Why does the world need another personal finance blogger?

Actually, the world doesn’t need another personal finance blogger – it needs a new perspective on personal finance.

There’s an endless stream of “Get richer quicker!” platitudes, fads, gimmicks, sound-bites, rhetoric, one-offs, click-bait, etc. But, let’s be real, another article on the “10 best credit card deals” won’t help you understand how to adjust your finances to increase your financial well-being or achieve your retirement goals. Neither will knowing you’re spending an average of $627/month on groceries and $179/month on gas.

Our mission is to create a quiet, thoughtful and truthful space where you can focus on what really makes a difference in improving your financial well-being, achieving your financial goals, and ultimately enhancing your life. Our intent is to help you see the big picture, so you can operate above all the tricks, gimmicks, and breathless once-in-a-lifetime opportunities to attain real financial freedom.

Here’s how we propose we’ll do it:

  • We’ll share how personal finance works and help put the other personal finance stuff you see out there in context.
  • We’ll shed light on the hidden ways the system is working you over.
  • And we’ll listen and respond to your questions and comments, and invite civilized discourse.

Our commitment to you is to provide the insights needed, so you can better understand and control your personal finance machine.

We’re not affiliated with credit card companies or travel sites, or brokerage houses or any other questionable influences. We’re just the two guys successful in our day jobs who wrote the book Manufacturing Wealth to explain what a personal finance machine is and how it works in hopes of helping at least a small minority of people achieve their short-, medium- and long-term financial goals.

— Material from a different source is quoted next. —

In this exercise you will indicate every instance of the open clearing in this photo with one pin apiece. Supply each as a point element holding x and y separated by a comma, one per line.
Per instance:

We love this stuff, and we hope sharing what we know will help you. And if it does, please consider subscribing to our website and telling your friends about us.

Why didn’t they teach us this in school?

First: “This” = Personal Finance

Second: “Personal Finance” = What’s a credit card, what are stocks and bonds, how to balance a checkbook, what does a bank do, what’s compound interest, how much do groceries cost, etc.

Answer: They did – somewhere, sometime during the first 18 years of your educational life someone “taught” you about Personal Finance.

Unfortunately, what we learn about personal finance in high school or even in college tends to be superficial and, in practice, worthless.

Welcome to the first day of your new and improved class!

What we hope to accomplish here is to put what you already know into a framework that helps tie all the pieces together to give you an actionable frame of reference to achieve your financial goals.

First, please read the attached publication. While it’s a bit wonky, it covers the gist of how our personal finances actually work.

Of course, it’s not that simple. The framework is necessary to understand how your personal finances work, so you can consistently have sufficient funds to:

  1. Pay the expected and unexpected expenses that we incur every month.
  2. Go on vacation, live it up a bit, go out to eat, etc. so we don’t have to budget all the fun out of our lives.
  3. Replace, repair or update your stuff, like your car, home, etc.
  4. Afford longer-term financial commitments, like retirement and a college fund for our kids.

The recurring theme is to have sufficient funds in four different time windows: This month, this year, 3-5 years, 20+ years.

How do you do that? Simple in concept, hard in reality: Live below your means!

So, how do you go about living below your means?

Explaining the how is what we are all about, i.e. understanding and controlling your personal finance machine.